Il serait aussi utile de rassembler la documentation des divers cours de langues du Master, afin que les futurs enseignants de ces cours puissent s'y référer pour savoir ce qui a et ce qui n'a pas fonctionné avec quel type de groupe.







Notes

  1. La brève activité de vendredi 20 avril avec l'application web de sous-titrage d'Alessio Cartocci est une décision prise au dernier moment. Quand il a vu que jeudi, j'utilisais la vidéo d'Amanda Baggs sous-titrée en 4 langues dans son lecteur pour illustrer le sous-titrage avec SMIL (voir jeudi 2 et http://www.webmultimediale.org/barbara/2007/03/in_my_language.html ), A. Cartocci m'a appelée jeudi soir pour me proposer de montrer aussi aux participants la version démo d'un autre outil qu'il a presque fini de développer: une application web permettant de produire facilement tant les différents fichiers de sous-titrage textuel que le fichier SMIL qui permet de les coordonner à une vidéo en streaming flash.
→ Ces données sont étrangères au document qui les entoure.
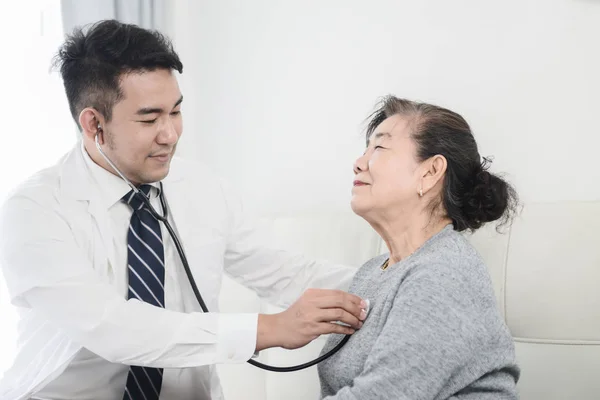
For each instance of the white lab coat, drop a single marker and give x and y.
(53, 232)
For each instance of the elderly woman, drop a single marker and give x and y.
(434, 330)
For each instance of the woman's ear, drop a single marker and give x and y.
(435, 169)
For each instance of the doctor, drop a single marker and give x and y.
(106, 309)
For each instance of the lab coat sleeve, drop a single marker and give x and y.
(277, 276)
(46, 271)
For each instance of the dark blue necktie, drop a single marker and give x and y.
(146, 266)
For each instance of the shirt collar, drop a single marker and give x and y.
(113, 188)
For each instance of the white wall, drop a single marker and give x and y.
(276, 91)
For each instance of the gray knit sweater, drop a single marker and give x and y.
(433, 331)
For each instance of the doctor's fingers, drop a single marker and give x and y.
(344, 303)
(339, 315)
(334, 295)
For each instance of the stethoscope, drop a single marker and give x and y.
(164, 219)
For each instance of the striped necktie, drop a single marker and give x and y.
(146, 271)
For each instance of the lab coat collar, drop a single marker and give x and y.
(85, 180)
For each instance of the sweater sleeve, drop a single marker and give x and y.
(436, 336)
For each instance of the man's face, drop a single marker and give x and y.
(146, 124)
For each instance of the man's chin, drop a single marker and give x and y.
(156, 176)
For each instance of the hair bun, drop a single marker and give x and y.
(486, 198)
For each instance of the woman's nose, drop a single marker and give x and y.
(360, 164)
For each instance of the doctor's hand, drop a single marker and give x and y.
(311, 316)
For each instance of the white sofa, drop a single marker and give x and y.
(546, 273)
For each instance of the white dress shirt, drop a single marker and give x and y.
(78, 332)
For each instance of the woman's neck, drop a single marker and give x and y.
(403, 236)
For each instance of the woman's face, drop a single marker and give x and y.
(387, 176)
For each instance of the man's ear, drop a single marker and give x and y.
(434, 171)
(91, 123)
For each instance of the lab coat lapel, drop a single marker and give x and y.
(177, 200)
(77, 186)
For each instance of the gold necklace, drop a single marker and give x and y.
(385, 264)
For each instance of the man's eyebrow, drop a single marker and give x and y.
(156, 110)
(178, 102)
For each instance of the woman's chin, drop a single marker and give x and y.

Cette application est au moins aussi facile à utiliser que Mojiti, mais est beaucoup plus précise, et permet de travailler avec des vidéos qui ne sont pas encore publiées sur le web (reste la question de l'hébergement, évidemment). Ayant déjà "bêta-testé" l'application, il m'a semblé que c'était une bonne idée de permettre aux participants de l'essayer aussi, vu le potentiel de ce type de sous-titrage textuel multiple basé sur SMIL pour la communication interculturelle - même si au départ, le sous-titrage basé sur SMIL a été développé avant tout pour rendre le multimédia accessible aux sourds.
  2. En revanche, dans l'autre version du menu des modules en http://www.mic.unisi.ch/fr/index/participantsarea/participants_area-modulesstudents.htm (publique malgré /participantsarea/), les descriptions des liens correspondent aux contenus des pages qu'ils ouvrent.
  3. Vendredi 20 avril, quand la question du format des lectures pour le Master a été soulevée par les participants à l'atelier de français, Mme Converso a avancé l'hypothèse que le format actuel avait été choisi pour empêcher le plagiat par copier-coller. Mais d'une part, l'existence d'une version numérique textuelle officielle du Master serait plus utile pour décourager ce plagiat: les gens éventuellement tentés de plagier sauraient qu'elle permettrait de repérer beaucoup plus rapidement les reprises littérales et les "adaptations" sans indication de source. Et d'autre part, même les scanners les moins chers sont vendus avec un logiciel de reconnaissance optique de caractères (ROC) permettant de produire une version numérique textuelle (et donc copiable/collable).
  4. Forme très publique de wiki: tout le monde peut non seulement lire, mais aussi modifier les pages de ce wiki et y ajouter des commentaires dans les "discussions".